Make training interesting and offer positive reinforcement to engage your squad
Young players all want to play well, win matches and generally enjoy the game.
But that enthusiasm can be quickly knocked out of them if their coaches and parents don’t apply the basic principles of player motivation.
Children want to play soccer to learn and improve their skills, to have fun, to be with their friends, to experience the excitement of competition, to enhance their physical fitness and to demonstrate their competence.
These motivating factors are all intrinsic as opposed to extrinsic - they come from within the child as opposed to the people.
Intrinsic motivation is a stronger motivator than extrinsic motivation - a child that wants to play soccer will do better than a child who is told to play soccer - but it can disappear if external motivation is absent.
When that happens, a child will stop playing and the resulting loss of self esteem (“I thought I could be a good soccer player but now I know I can’t”) may well affect the child in other, more important, areas of their lives.
So, what can you do to motivate your players? Here are our top tips...
Plan varied and fun training sessions. If a session is disorganised, players can easily get demotivated, as they can with a session that is too hard or too easy.
And remember that variety is the spice of life. Don’t use the same old drills every week - mix it up.
Having realistic and achievable targets is a powerful motivator.

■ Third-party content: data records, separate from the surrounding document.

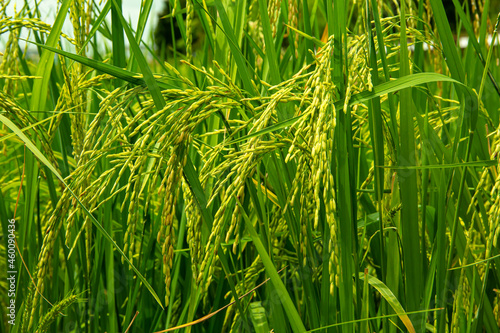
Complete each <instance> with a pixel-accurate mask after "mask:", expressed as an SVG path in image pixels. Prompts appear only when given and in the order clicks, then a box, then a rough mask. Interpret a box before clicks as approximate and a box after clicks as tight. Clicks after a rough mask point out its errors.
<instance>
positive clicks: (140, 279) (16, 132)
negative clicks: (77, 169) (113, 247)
mask: <svg viewBox="0 0 500 333" xmlns="http://www.w3.org/2000/svg"><path fill="white" fill-rule="evenodd" d="M0 122H2V123H3V124H4V125H5V126H7V127H8V128H10V130H11V131H13V132H14V133H16V135H17V136H18V137H19V138H20V139H21V140H22V141H23V142H24V143H25V144H26V146H27V147H28V149H29V150H30V151H31V152H32V153H33V156H35V157H36V158H37V159H38V160H39V161H40V162H41V163H42V164H44V165H45V166H46V167H47V168H49V170H50V171H51V172H52V173H53V174H54V175H55V176H56V177H57V178H58V179H59V180H60V181H61V183H63V184H64V186H65V187H66V188H67V189H68V191H69V192H70V193H71V195H72V196H73V198H74V199H75V200H76V202H77V203H78V205H79V206H80V207H81V208H82V210H83V211H84V212H85V214H87V215H88V216H89V218H90V219H91V221H92V223H93V224H94V225H95V226H96V228H97V230H98V231H99V232H100V233H101V234H102V235H103V236H104V237H105V238H106V239H107V240H108V241H109V242H110V243H111V244H112V245H113V247H114V248H115V249H116V250H117V251H118V253H119V254H120V255H121V256H122V257H123V258H124V260H125V261H126V262H127V264H129V265H130V267H131V268H132V270H133V271H134V272H135V273H136V274H137V277H138V278H139V279H140V280H141V281H142V283H143V284H144V286H145V287H146V289H148V291H149V292H150V293H151V295H152V296H153V297H154V299H155V300H156V301H157V302H158V304H159V305H160V306H161V307H163V305H162V303H161V301H160V298H159V297H158V295H157V294H156V292H155V291H154V290H153V288H152V287H151V285H150V284H149V283H148V281H147V280H146V279H145V278H144V276H142V274H141V272H139V270H138V269H137V268H136V267H135V266H134V265H133V264H132V262H131V261H130V260H129V259H128V258H127V256H126V255H125V253H123V251H122V250H121V249H120V247H119V246H118V245H117V244H116V243H115V241H114V240H113V239H112V238H111V236H110V235H109V234H108V232H107V231H106V230H105V229H104V228H103V226H102V225H101V224H100V223H99V221H97V219H96V218H95V217H94V216H93V215H92V213H90V212H89V211H88V210H87V208H86V207H85V205H84V204H83V203H82V202H81V201H80V199H79V198H78V196H77V195H76V194H75V193H74V192H73V191H72V190H71V188H70V187H69V186H68V184H66V182H65V181H64V179H63V178H62V176H61V175H60V174H59V172H58V171H57V170H56V168H55V167H54V166H53V165H52V164H51V163H50V162H49V160H47V158H46V157H45V156H44V155H43V154H42V153H41V152H40V150H39V149H38V148H37V147H36V145H35V144H34V143H33V142H32V141H31V140H30V139H28V137H26V135H24V133H23V132H22V131H21V130H20V129H19V127H17V126H16V125H15V124H14V123H13V122H12V121H10V120H9V119H8V118H6V117H5V116H3V115H1V114H0Z"/></svg>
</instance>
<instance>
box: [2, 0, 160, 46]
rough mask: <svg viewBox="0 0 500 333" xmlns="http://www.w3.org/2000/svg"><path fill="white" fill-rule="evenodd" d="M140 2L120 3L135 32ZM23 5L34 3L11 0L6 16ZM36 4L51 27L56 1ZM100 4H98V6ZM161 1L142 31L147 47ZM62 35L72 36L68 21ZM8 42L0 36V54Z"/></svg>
mask: <svg viewBox="0 0 500 333" xmlns="http://www.w3.org/2000/svg"><path fill="white" fill-rule="evenodd" d="M94 2H95V4H96V5H97V6H98V7H99V8H103V7H104V4H105V3H106V1H104V0H102V1H99V0H95V1H94ZM141 2H142V0H123V1H122V11H123V16H124V17H125V19H126V20H127V22H130V23H131V24H132V28H133V29H134V30H135V29H136V27H137V21H138V20H139V14H140V11H141ZM25 3H28V5H29V6H30V8H32V7H34V5H35V1H34V0H11V1H10V4H9V5H8V6H7V14H8V15H9V16H14V14H15V10H14V8H17V11H20V10H21V8H22V7H23V6H24V4H25ZM38 3H40V5H39V8H40V12H41V20H42V21H43V22H45V23H48V24H50V25H52V24H53V23H54V19H55V16H56V14H57V0H41V1H40V0H38ZM99 3H100V4H99ZM163 3H164V1H163V0H154V1H153V6H152V8H151V13H150V15H149V19H148V22H147V24H146V29H145V31H144V35H143V41H144V42H146V43H148V45H152V39H151V34H152V32H153V31H154V29H155V26H156V24H157V22H158V13H160V11H161V10H162V8H163ZM106 21H107V22H108V24H111V13H109V14H108V16H107V17H106ZM63 33H65V34H67V35H69V36H71V37H72V36H73V27H72V25H71V22H70V20H66V21H65V23H64V26H63ZM21 36H22V37H23V38H26V37H27V35H21ZM7 40H8V33H4V34H1V35H0V52H2V51H3V50H4V48H5V43H6V42H7ZM125 41H127V38H125ZM21 47H24V45H21Z"/></svg>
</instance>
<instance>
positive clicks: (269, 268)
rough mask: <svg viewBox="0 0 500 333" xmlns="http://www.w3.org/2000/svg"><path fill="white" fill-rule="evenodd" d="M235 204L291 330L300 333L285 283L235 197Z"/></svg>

Set a simple target for your players at every training session. Keep the objectives simple and reward achievement and/or effort.
What’s the first question a six or seven year old player asks as he or she comes off the field? If it’s not ’what’s for dinner?’, it will be ’did we win?’.
Many studies have shown that children under 10 do not ‘understand’ winning and losing in the same way that you or I do.
Because of this, they will not feel sad that they lost a match until a parent or coach tells them so and accompanies this information with a positive or negative emotional reaction.
So, if you have to mention the result, do it with a smile. Whatever the scoreline, it is better to talk about the positives and keep the negatives to yourself.
In that way, you are rewarding the effort your players put in and motivating them to keep trying to improve.
Positive reinforcement is catching a child doing something you want them to do and rewarding it.
Children, and adults, like being rewarded and will focus on repeating the behaviour that immediately preceded the reward.
If, for example, you high-five a child for providing an assist in a match or training session they will try to repeat the action because of the approval it attracts.
Other players will also try to replicate the behaviour because they want to be rewarded in a similar way.
Nothing is more demotivating to a young player than arriving at a coaching session full of get up and go - only to be greeted by a coach who looks as though the sky is about to fall in.
Make sure you smile, have a positive can-do attitude and leave an indelible mark on your players that they will remember.